In Pakistan, recent investigations have revealed delays in the full deployment of the Federal Board of Revenue’s (FBR) Track and Trace System across four key industrial sectors: cement, fertilizer, sugar, and tobacco.
ABN News reported the issue came to light following the Prime Minister’s establishment of an inquiry committee chaired by the Secretary of Treasury, which attributed the delays to lapses by relevant FBR officials.
The committee discovered discrepancies in the implementation of the Track and Trace System. Specifically, the system was mandated to install only one production line per cement factory, contrasting with the number of production lines operational within these sectors.

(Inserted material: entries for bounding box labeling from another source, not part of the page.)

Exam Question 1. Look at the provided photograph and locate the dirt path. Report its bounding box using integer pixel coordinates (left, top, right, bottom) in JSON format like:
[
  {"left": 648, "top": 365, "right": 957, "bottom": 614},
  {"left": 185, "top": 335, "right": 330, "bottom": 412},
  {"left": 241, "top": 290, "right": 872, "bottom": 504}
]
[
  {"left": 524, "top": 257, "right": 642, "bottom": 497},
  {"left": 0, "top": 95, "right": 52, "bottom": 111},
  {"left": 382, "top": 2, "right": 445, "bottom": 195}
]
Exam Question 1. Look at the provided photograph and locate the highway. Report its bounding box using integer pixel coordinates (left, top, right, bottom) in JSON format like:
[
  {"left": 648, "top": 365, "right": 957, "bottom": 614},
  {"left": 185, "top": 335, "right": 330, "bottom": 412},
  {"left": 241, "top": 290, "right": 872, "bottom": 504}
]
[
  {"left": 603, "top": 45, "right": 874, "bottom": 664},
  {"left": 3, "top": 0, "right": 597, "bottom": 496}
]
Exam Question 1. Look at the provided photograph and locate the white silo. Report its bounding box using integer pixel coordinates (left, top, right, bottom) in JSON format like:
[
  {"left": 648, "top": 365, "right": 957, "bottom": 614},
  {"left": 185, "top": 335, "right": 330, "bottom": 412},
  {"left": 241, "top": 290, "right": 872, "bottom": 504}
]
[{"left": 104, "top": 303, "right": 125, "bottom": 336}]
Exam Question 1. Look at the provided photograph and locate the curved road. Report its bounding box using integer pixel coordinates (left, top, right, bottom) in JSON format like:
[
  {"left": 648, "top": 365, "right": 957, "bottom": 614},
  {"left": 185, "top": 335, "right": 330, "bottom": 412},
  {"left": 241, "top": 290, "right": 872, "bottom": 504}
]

Official records uncovered a substantial underreporting of production lines in the tender documents issued by the FBR. While the documents indicated only 290 lines across 146 factories in these sectors, there are actually 649 production lines.
Breaking it down by sector, the tobacco industry reported having 50 production lines across 15 factories, cement reported 50 lines across 25 factories, sugar documented 160 lines across 80 factories, and fertilizer reported 30 lines across 15 factories. However, it was revealed that the cement sector operates over 200 production lines, far exceeding the 50 officially declared lines.
Since the system’s initiation in 2021, the Track and Trace Systems have been installed on only 180 production lines, representing just 28% of the actual total, which falls well below the FBR’s contractual obligation to equip 62% of production lines with the system, highlighting a significant shortfall in regulatory compliance.